Marine Protected Areas Threatened by Ocean Warming

The species that currently inhabit Marine Protected Areas will be unable to tolerate the rising ocean temperatures that climate change will bring, according to new research.

Image: By Brocken Inaglory. [CC BY-SA 3.0 (https://creativecommons.org/licenses/by-sa/3.0)]

New research has found that most marine life in Marine Protected Areas will not be able to tolerate warming ocean temperatures caused by greenhouse gas emissions.

There are 8,236 Marine Protected Areas (MPAs) around the world, although they only cover about 4% of the surface of the ocean. MPAs include marine reserves, fully protected marine areas, no-take zones, marine sanctuaries, ocean sanctuaries, marine parks, and locally managed marine areas, to name just a few. Many of these have quite different levels of protection, and the range of activities allowed or prohibited within their boundaries varies considerably too. They have been established as a haven to protect threatened marine life, like polar bears, penguins and coral reefs, from the effects of fishing and other activities such as mineral and oil extraction.

However, with continued “business-as-usual” emissions, the protections currently in place won’t matter. By 2100, warming and reduced oxygen concentration will make MPAs uninhabitable for most species currently residing in those areas.

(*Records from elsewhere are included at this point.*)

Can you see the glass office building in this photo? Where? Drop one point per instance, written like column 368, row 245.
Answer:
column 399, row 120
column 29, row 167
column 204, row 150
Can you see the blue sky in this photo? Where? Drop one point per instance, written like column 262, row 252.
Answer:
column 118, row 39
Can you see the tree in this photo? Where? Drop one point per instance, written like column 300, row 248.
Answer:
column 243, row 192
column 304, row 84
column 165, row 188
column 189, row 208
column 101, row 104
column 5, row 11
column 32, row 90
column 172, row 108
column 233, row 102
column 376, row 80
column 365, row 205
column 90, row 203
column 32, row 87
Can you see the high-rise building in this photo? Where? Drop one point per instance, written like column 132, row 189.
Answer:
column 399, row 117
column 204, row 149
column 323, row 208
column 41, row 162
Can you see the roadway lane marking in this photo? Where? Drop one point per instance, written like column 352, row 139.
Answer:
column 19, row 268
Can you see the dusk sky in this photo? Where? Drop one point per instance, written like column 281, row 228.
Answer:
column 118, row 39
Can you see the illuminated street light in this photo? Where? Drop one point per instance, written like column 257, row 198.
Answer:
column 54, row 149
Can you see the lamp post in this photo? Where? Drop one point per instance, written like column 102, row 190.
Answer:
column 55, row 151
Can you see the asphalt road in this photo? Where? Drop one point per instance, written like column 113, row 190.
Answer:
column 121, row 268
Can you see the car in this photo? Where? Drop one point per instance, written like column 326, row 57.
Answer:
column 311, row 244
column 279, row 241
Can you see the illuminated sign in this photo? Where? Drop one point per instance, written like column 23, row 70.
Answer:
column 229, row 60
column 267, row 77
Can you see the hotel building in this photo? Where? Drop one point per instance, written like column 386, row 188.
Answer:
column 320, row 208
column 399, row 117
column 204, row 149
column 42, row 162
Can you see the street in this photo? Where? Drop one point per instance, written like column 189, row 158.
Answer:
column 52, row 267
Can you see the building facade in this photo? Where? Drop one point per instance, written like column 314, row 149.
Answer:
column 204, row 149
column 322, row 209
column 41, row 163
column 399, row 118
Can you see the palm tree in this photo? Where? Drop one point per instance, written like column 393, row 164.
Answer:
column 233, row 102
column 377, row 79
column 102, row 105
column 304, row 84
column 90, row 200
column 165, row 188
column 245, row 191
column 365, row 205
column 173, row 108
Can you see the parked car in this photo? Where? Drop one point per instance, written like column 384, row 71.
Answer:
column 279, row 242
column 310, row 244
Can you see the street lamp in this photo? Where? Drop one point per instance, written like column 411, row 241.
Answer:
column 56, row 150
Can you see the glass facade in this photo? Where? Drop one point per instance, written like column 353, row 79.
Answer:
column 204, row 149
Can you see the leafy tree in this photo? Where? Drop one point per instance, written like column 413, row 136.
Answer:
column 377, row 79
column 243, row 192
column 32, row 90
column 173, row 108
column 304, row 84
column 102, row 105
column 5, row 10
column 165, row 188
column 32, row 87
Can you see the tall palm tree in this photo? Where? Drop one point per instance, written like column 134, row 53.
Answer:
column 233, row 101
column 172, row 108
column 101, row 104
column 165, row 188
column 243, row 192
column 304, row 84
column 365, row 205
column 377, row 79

The study, published in Nature Climate Change, predicts that under the Intergovernmental Panel on Climate Change’s Representative Concentration Pathway 8.5 emissions scenario, better known as the “business as usual scenario,” MPAs will warm by 2.8oC by 2100. Per year, mean sea-surface temperatures within MPAs are projected to increase 0.034oC.

Such rapid and extreme warming would devastate the species and ecosystems currently located in MPAs. This could lead to extinctions of some of the world’s most unique animals, loss of biodiversity, and changes in ocean food-webs. It could also have considerable negative impacts on the productivity of fisheries and on tourism revenue. Many of these marine species exist as small populations with low genetic diversity that are vulnerable to environmental change and unlikely to adapt to ocean warming.

The Marine Protected Areas at the greatest risk include those in the Arctic and Antarctic (which are projected to warm especially quickly), in the northwest Atlantic, and the newly designated no-take reserves off the northern Galápagos Islands, Darwin and Wolf.

The study also estimated the year in which MPAs in different ecoregions would cross critical thresholds beyond which most species wouldn’t be able to tolerate the change. For many areas in the tropics, this will happen as soon as the mid-21st Century.

“With warming of this magnitude, we expect to lose many, if not most, animal species from Marine Protected Areas by the turn of the century,” said lead author John Bruno, a marine ecologist. “To avoid the worst outcomes, we need to immediately adopt an emission reduction scenario in which emissions peak within the next two decades and then decrease very significantly, replacing fossil fuels with cleaner energy sources like solar and wind.”

Rich Aronson, ocean scientist at Florida Institute of Technology and a researcher on the study, says: “There has been a lot of talk about establishing marine reserves to buy time while we figure out how to confront climate change. We’re out of time, and the fact is we already know what to do: We have to control greenhouse gas emissions.”